Dans l’intérieur froid et propret d’une famille actuelle «normale» : le père, la mère et leur petite fille. Lui, perruque blanche, bon chic bon genre, est éditeur. Son épouse, femme au foyer tirée à quatre épingles comme sa maison, confectionne des cakes d’amour en fredonnant la recette chantée par Catherine Deneuve dans Peau d’âne, le film de Jacques Demy.  Leur enfant ne se fie qu’à la voisine chez qui elle va soigner les animaux, et à Bergamotte, son inséparable âne en peluche…
Quand la mère déserte le foyer (sans raison apparente), le père reporte ses désirs sur sa fille, «joue à la sieste » avec elle, la pare de vêtements féminins, la retient prisonnière
et invite son ami, l’auteur libidineux du Roi porc, à reluquer sa jeune proie. C’est l’ogre dévorateur, le loup des contes de fée.

© Marc Ginot

© Marc Ginot

La petite n’en dort plus, s’affaiblit mais ne dit rien. Elle arrive pourtant à s’enfuir à la recherche sa mère. La pièce bascule alors dans le féérique. La petite roule en auto tamponneuse avec l’âne doudou, devenu Francis, une créature hybride et transgenre, figure de la fée providentielle. Dans la forêt, ici réduite à maigre bosquet, ils rencontrent la Belle au bois dormant (Laury Hardel), qui milite pour sauver les arbres… Elle se joint à eux et le trio poursuit joyeusement sa route. La petite fille, libérée de sa peur et de sa culpabilité, trouve auprès de ses amis , les mots pour dénoncer son père prédateur. La mère sera retrouvée et tout est bien qui finit bien par un procès où les choses seront dites, l’inceste reconnu et le père condamné…
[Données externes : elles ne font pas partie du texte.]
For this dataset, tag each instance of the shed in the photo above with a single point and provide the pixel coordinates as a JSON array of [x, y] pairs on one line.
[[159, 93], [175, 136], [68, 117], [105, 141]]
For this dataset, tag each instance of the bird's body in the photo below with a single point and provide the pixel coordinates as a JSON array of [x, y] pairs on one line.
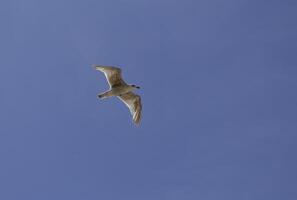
[[122, 90], [117, 91]]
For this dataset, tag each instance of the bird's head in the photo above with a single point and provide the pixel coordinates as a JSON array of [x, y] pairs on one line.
[[135, 86]]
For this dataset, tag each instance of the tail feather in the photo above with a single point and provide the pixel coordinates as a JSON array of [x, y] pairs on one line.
[[100, 96]]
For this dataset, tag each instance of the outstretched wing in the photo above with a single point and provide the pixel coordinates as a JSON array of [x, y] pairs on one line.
[[133, 102], [112, 74]]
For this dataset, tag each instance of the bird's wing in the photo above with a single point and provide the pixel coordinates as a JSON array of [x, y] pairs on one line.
[[133, 102], [112, 74]]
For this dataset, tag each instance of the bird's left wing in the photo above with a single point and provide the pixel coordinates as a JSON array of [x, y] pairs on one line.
[[112, 74], [133, 102]]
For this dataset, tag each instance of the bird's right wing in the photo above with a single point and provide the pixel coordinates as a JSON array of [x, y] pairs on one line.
[[112, 74], [133, 102]]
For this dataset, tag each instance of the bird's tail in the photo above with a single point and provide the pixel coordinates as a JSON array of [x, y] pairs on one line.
[[100, 96], [104, 95]]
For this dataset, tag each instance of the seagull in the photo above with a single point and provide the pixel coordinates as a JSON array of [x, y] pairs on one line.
[[122, 90]]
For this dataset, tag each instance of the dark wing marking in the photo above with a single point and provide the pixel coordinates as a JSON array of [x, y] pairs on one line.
[[133, 102]]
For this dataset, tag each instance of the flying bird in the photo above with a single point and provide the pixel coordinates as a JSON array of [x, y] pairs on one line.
[[122, 90]]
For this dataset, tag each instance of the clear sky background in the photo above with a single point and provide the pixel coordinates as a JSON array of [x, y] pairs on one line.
[[218, 81]]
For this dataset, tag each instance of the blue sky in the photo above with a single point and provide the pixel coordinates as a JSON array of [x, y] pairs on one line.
[[218, 82]]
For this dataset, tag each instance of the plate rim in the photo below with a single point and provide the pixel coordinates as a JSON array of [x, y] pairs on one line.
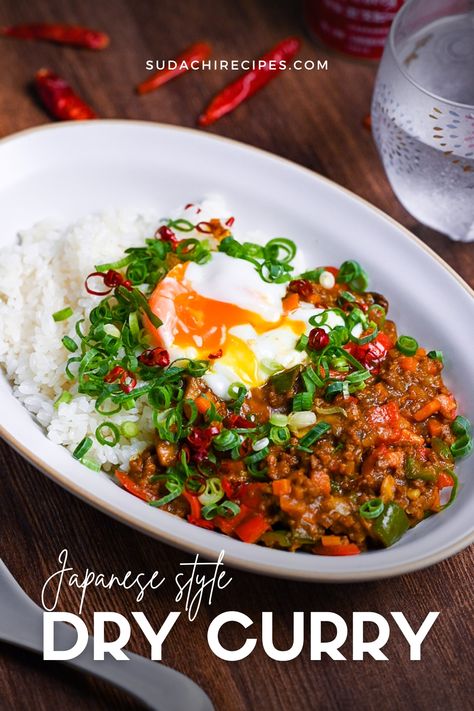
[[130, 519]]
A la lumière de #metoo-inceste, Marie Dilasser et Hélène Soulié , tout en respectant la structure de Peau d’âne, vilipendent aussi le contenu de nos fictions séculaires ! Les frères Grimm, Charles Perrault mais aussi Jacques Demy en prennent ici pour leur grade. Et plus généralement, le patriarcat. L’esthétique glaçante de la première partie (scénographie d’Emmanuelle Debeusscher et Hélène Soulié) nous laisse un peu à la porte, malgré les accessoires et les meubles apparaissant et disparaissant, comme par enchantement.  Le jeu distancié des six interprètes-tous excellents-rompt heureusement avec le réalisme du quotidien familial et apporte une inquiétante étrangeté à l’histoire.
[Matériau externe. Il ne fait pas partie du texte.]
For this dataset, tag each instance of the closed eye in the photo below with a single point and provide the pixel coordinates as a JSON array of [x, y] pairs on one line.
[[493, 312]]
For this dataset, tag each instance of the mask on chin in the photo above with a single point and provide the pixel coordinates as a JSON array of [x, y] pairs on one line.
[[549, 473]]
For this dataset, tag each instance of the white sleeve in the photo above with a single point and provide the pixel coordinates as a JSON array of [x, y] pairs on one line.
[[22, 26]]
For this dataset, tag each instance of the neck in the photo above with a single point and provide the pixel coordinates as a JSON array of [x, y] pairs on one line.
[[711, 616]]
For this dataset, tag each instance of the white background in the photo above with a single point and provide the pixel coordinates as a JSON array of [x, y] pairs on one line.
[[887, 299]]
La deuxième partie, elle, séduit par son onirisme farfelu : tous les coups sont permis pour dénoncer le sort des petites filles maltraitées, sauvées par les fées et des princes charmants, le destin des reines qui meurent en abandonnant leurs filles à des marâtres, la pléthore de figures masculines monstrueuses qui peuplent les contes d’antan.  Les autrices proposent ici des contre-modèles amusants où hybrides, trans, princesses racisées… sont les personnages d’un nouveau monde non-patriarcal.
Mais le charme de cette fable moderne «trouée de réel», est rompu par une volonté d’être trop explicite.
Peau d’Âne-La fête est finie donne la parole aux victimes et il est important de nommer un chat, un chat. Mais pourquoi le faire avec tant d’insistance ? Un tel didactisme était-il nécessaire quand, à cette matinée scolaire, les enfants réagissaient au quart de tour sans besoin de commentaire devant les épreuves subies par l’héroïne?

 Mireille Davidovici

 Jusqu’au 22 octobre, Théâtre Public de Montreuil, 10 place Jean Jaurès, Montreuil (Seine-Saint-Denis). T. :01 48 70 48 90.

Du 22 au 25 janvier MC 93, Bobigny (Seine-Saint-Denis).

Du 26 et 27 mars, Théâtre de Lorient (Morbihan). Du 10 au 16 mars, Théâtre Nouvelle Génération, Lyon (IX ème).